Káli Szabolcs, Dayan Peter
Institute of Experimental Medicine, Hungarian Academy of Sciences, P.O. Box 67, Budapest 1450, Hungary.
Nat Neurosci. 2004 Mar;7(3):286-94. doi: 10.1038/nn1202. Epub 2004 Feb 22.
During sleep, neural activity in the hippocampus and neocortex seems to recapitulate aspects of its earlier, awake form. This replay may be a substrate for the consolidation of long-term declarative memories, whereby they become independent of the hippocampus and are stored in neocortex. In contrast to storage, other crucial facets of competent long-term memory, such as maintenance of access to stored traces and preservation of their correct interpretation, have received little attention. We investigate long-term episodic and semantic memory in a theoretical model of neocortical-hippocampal interaction. We find that, in the absence of regular hippocampal reactivation, even supposedly consolidated episodic memories are fragile in the face of cortical semantic plasticity. Replay allows access to episodes stored in the hippocampus to be maintained, by keeping them in appropriate register with changing neocortical representations. Hippocampal storage and replay also has a constructive role in the recall of structured, semantic information.

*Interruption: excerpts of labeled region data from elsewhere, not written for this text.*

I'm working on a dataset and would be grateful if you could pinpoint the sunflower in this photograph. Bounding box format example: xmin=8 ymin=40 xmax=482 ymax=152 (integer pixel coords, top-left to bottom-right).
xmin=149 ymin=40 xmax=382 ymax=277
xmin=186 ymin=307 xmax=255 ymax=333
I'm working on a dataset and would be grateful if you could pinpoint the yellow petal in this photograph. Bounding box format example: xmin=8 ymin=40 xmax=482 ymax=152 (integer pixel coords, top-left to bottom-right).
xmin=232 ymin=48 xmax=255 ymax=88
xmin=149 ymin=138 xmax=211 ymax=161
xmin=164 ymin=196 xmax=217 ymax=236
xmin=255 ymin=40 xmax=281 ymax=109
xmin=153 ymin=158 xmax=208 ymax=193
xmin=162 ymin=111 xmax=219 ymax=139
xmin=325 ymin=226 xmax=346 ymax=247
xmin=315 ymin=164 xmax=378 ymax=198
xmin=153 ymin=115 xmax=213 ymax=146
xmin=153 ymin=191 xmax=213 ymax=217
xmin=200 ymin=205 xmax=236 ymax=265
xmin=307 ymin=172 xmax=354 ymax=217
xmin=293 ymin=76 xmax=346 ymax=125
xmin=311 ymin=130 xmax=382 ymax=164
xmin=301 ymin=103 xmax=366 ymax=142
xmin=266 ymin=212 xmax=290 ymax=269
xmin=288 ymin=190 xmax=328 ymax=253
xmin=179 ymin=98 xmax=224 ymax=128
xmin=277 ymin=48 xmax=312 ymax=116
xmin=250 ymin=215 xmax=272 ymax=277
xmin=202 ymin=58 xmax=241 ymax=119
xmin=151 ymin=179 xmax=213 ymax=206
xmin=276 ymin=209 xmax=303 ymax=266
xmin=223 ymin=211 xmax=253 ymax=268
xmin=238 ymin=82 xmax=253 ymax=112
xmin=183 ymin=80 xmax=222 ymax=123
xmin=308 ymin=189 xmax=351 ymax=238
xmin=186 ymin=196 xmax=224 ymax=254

在睡眠期间,海马体和新皮质中的神经活动似乎重现了其早期清醒状态下的某些方面。这种重演可能是长期陈述性记忆巩固的基础,借此这些记忆变得独立于海马体并存储在新皮质中。与存储不同,有效长期记忆的其他关键方面,如对存储痕迹的访问维持和对其正确解释的保留,却很少受到关注。我们在一个新皮质 - 海马体相互作用的理论模型中研究长期情景记忆和语义记忆。我们发现,在没有海马体定期再激活的情况下,即使是假定已巩固的情景记忆,面对皮质语义可塑性时也很脆弱。重演通过使存储在海马体中的情景与不断变化的新皮质表征保持适当的对应关系,从而维持对这些情景的访问。海马体存储和重演在结构化语义信息的回忆中也具有建设性作用。